The number of visitors to the nursing home must not exceed 10 percent of the resident census at any time, and only two visitors will be allowed per resident at any one time. Visitors under age 18 are prohibited. This is in contrast to earlier guidance which allowed visitors under age 18 if accompanied by an adult age 18 or older.
If these conditions are met, nursing homes may allow visitation in accordance with rigorous guidelines. These guidelines include, in summary, the following:
- Visitation should be limited to outdoor areas, but may be permitted in an inside, well-ventilated space with no more than 10 individuals who are socially distant and wearing a mask;
- Visitation is prohibited in resident room or care areas, except for end-of-life visits, parents visiting a pediatric resident in a dedicated pediatric unit or wing, and residents who are bed-bound;
- Visitors, including Long Term Care Ombudsmen, are screened for symptoms and present a negative COVID-19 test result within the last seven days;
- Documentation of visitors' contact information with specified elements is maintained electronically;
- Adequate personal protective equipment (PPE) is made available to ensure that residents and visitors wear a mask or face covering;
- Alcohol-based hand rub is made available;
- A fact sheet regarding requirements of visitors is made available at screening.

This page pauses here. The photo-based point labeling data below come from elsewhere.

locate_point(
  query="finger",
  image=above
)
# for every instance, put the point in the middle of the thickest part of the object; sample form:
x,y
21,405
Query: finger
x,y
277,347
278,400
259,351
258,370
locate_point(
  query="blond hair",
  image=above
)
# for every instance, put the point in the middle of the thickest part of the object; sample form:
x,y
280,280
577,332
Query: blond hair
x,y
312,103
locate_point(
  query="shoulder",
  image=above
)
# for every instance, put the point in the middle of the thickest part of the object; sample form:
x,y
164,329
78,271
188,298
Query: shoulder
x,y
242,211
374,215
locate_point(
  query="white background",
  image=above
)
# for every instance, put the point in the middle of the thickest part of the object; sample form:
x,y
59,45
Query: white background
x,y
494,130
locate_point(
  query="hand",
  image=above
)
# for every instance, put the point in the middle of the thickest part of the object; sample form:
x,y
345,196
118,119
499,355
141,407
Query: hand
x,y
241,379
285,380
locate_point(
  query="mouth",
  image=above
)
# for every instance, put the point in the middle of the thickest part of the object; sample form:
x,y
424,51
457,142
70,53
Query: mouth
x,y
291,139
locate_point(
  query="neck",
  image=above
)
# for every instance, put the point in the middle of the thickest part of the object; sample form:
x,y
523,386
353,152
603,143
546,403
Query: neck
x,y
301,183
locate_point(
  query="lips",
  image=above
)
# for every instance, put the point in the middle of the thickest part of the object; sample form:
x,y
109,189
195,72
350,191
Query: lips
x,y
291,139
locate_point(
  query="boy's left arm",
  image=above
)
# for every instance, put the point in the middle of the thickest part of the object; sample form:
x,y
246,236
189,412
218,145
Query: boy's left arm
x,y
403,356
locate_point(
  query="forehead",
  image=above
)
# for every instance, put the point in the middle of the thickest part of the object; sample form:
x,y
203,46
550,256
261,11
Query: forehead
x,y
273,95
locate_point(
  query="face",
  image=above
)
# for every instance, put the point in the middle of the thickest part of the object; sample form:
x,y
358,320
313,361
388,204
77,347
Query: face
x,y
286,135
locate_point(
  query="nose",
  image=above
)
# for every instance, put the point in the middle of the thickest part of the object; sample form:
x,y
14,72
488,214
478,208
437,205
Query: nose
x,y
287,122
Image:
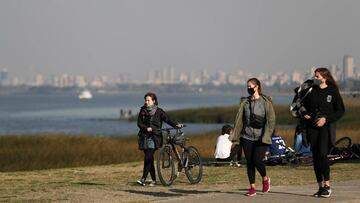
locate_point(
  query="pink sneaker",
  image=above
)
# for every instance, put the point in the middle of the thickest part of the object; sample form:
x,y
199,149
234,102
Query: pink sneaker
x,y
252,192
266,185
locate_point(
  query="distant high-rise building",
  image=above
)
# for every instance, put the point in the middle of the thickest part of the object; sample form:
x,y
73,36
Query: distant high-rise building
x,y
348,67
4,76
297,77
335,72
39,80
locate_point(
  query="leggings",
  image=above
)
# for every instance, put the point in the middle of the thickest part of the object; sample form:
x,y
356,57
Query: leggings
x,y
149,164
319,141
254,153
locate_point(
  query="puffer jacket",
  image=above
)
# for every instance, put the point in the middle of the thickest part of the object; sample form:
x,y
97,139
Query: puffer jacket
x,y
269,125
155,122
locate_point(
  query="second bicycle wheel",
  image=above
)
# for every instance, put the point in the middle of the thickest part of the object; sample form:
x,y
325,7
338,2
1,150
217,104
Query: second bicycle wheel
x,y
193,165
165,166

If visitation conditions are met, facilities may also allow small group activities with social distancing and no more than 10 residents and staff. Certain "non-essential personnel" are allowed in facilities, subject to the same infection control requirements as staff, including students enrolled in programs to become licensed, registered, or certified health care professionals, provided the nursing home environment is appropriate to the student's education, training, and experience. Construction projects may resume if they impact the lives of residents and were previously approved with a mitigation/prevention plan. Such projects may not resume in a functioning and occupied dedicated COVID-19 unit.
The guidance also notes that nursing homes should continue to refrain from sending residents to non-medically necessary trips outside the nursing home and that communal dining remains suspended.